Archaeologists and romantic partners Elizabeth Shaw (Noonmi Rapace) and Charlie Holloway (Logan Marshall-Green) think they've found proof on ancient cave drawings throughout Earth that gigantic beings are (literally) pointing the way to a star cluster millions of miles away. The scientists think this is an invitation from "the engineers" who created humanity and, thanks to the Weyland Corporation, lead an expedition on the starship Prometheus to find the origins of humanity. The 17-person crew includes: Meredith Vickers (Charlize Theron), the no-nonsense representative of the Weyland Corporation; Janek (Idris Elba), the ship captain who wants to keep everyone safe; and David (Michael Fassbender), the robot who's unceasingly polite and nearly identical to the humans.

At first, the expedition seems to be an absolute success. However, as usually happens in these movies, things start to go wrong very quickly. A storm separates the crew members, leaving some of them stranded with familiar-looking parasites that bleed acid and try to infest humans as hosts. (Sound familiar?) Meredith may have a corporate agenda she's keeping from the scientists -- and David may have its own agenda he's keeping from Meredith. Pretty soon there's paranoia, betrayal, and lots of killing and explosions.
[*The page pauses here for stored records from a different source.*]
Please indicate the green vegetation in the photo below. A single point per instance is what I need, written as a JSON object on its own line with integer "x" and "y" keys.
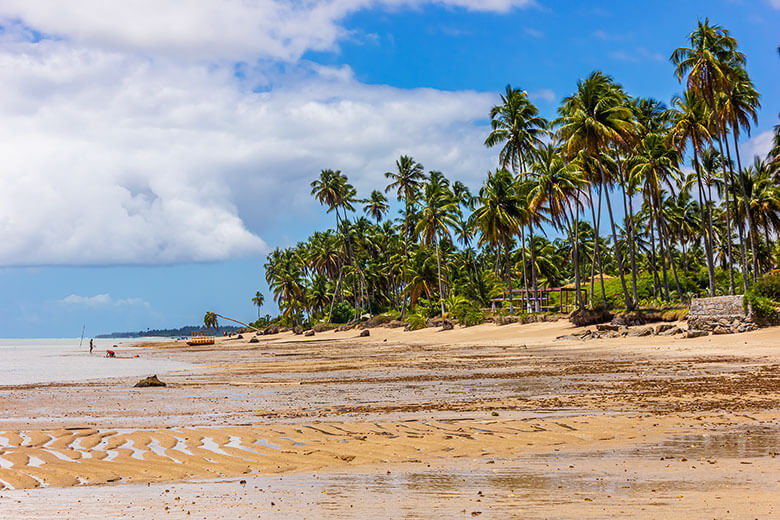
{"x": 697, "y": 221}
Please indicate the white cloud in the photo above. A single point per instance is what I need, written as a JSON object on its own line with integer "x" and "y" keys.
{"x": 133, "y": 133}
{"x": 209, "y": 29}
{"x": 102, "y": 300}
{"x": 757, "y": 146}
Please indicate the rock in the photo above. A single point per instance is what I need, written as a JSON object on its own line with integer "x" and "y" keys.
{"x": 663, "y": 327}
{"x": 149, "y": 381}
{"x": 671, "y": 332}
{"x": 604, "y": 327}
{"x": 640, "y": 332}
{"x": 569, "y": 337}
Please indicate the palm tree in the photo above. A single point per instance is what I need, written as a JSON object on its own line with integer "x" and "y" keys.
{"x": 497, "y": 217}
{"x": 406, "y": 181}
{"x": 556, "y": 185}
{"x": 439, "y": 212}
{"x": 517, "y": 125}
{"x": 258, "y": 300}
{"x": 376, "y": 206}
{"x": 690, "y": 126}
{"x": 595, "y": 117}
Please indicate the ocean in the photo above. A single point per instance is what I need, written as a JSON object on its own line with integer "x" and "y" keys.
{"x": 31, "y": 361}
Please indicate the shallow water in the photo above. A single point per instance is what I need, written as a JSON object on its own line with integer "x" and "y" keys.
{"x": 30, "y": 361}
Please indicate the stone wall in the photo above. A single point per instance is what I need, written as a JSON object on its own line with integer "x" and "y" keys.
{"x": 719, "y": 315}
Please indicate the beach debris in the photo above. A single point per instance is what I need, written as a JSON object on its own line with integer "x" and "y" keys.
{"x": 149, "y": 381}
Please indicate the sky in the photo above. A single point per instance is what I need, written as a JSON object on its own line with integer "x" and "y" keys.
{"x": 152, "y": 153}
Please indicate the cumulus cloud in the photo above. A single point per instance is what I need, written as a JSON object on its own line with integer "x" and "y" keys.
{"x": 138, "y": 136}
{"x": 102, "y": 300}
{"x": 209, "y": 29}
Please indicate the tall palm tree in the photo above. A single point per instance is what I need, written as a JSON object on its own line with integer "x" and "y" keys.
{"x": 690, "y": 127}
{"x": 516, "y": 124}
{"x": 596, "y": 117}
{"x": 497, "y": 217}
{"x": 439, "y": 212}
{"x": 258, "y": 300}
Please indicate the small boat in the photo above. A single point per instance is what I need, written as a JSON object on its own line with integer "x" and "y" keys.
{"x": 202, "y": 337}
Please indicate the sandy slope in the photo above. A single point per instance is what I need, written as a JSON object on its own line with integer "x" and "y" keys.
{"x": 699, "y": 414}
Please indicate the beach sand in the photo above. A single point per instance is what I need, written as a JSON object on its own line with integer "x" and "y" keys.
{"x": 489, "y": 421}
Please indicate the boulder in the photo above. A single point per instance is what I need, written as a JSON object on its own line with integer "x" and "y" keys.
{"x": 640, "y": 332}
{"x": 663, "y": 327}
{"x": 671, "y": 332}
{"x": 149, "y": 381}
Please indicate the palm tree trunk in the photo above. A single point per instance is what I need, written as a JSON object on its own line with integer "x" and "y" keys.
{"x": 618, "y": 255}
{"x": 533, "y": 269}
{"x": 708, "y": 234}
{"x": 438, "y": 266}
{"x": 524, "y": 300}
{"x": 747, "y": 204}
{"x": 728, "y": 217}
{"x": 743, "y": 259}
{"x": 657, "y": 220}
{"x": 509, "y": 276}
{"x": 596, "y": 248}
{"x": 629, "y": 212}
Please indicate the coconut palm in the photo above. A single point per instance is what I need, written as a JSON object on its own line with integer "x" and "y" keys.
{"x": 497, "y": 217}
{"x": 596, "y": 117}
{"x": 516, "y": 124}
{"x": 439, "y": 212}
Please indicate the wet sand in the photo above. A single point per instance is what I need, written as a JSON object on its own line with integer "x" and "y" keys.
{"x": 496, "y": 422}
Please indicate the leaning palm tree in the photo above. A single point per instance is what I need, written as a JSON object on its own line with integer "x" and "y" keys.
{"x": 497, "y": 217}
{"x": 439, "y": 212}
{"x": 258, "y": 300}
{"x": 596, "y": 117}
{"x": 690, "y": 127}
{"x": 517, "y": 125}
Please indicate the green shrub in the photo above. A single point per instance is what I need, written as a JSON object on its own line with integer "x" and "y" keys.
{"x": 467, "y": 313}
{"x": 416, "y": 321}
{"x": 342, "y": 312}
{"x": 768, "y": 286}
{"x": 764, "y": 311}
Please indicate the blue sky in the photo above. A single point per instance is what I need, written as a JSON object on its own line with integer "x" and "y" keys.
{"x": 153, "y": 155}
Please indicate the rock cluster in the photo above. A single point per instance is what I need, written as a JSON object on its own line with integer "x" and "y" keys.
{"x": 718, "y": 315}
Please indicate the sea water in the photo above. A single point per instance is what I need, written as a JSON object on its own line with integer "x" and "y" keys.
{"x": 31, "y": 361}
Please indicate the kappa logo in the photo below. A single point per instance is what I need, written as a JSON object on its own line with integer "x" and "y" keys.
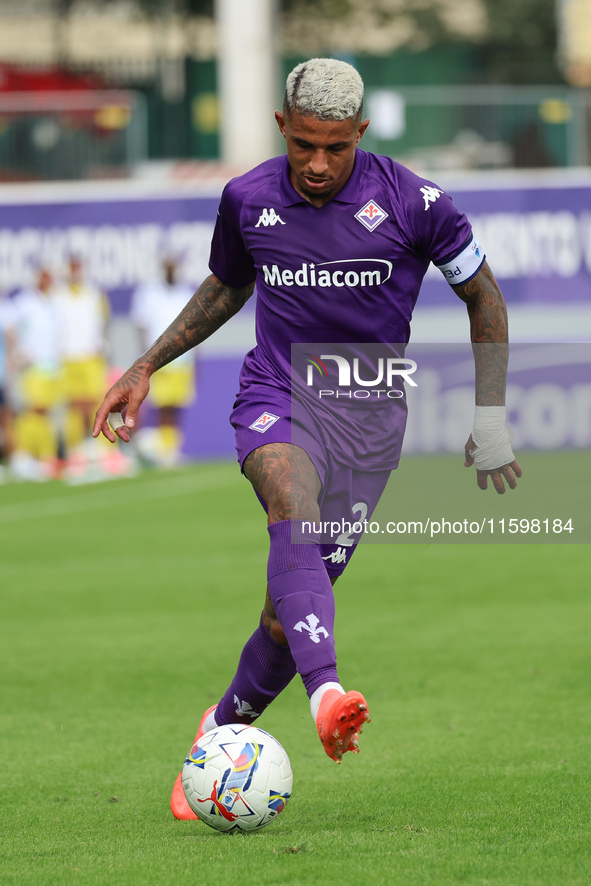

Prometheus is, despite its massive budget and philosophical underpinnings, another action-horror movie in outer space. We're given a cast big enough to supply plenty of victims, lots of revelations and discoveries that only hurt the characters, and the almost-nostalgic look back at the aliens from the previous Alien movies. The acting tends to be pretty one-dimensional (though Fassbender does make David suitably creepy: a creation who can make others feel uneasy without quite knowing why) and by the movie's end there are plenty of slow-motion scenes and massive crashes. Visually, Prometheus can be quite impressive at times, from a couple of interesting aliens and alien ships to the H.R. Giger-esque caverns of an alien world. But the rest of the movie does feel pretty standard.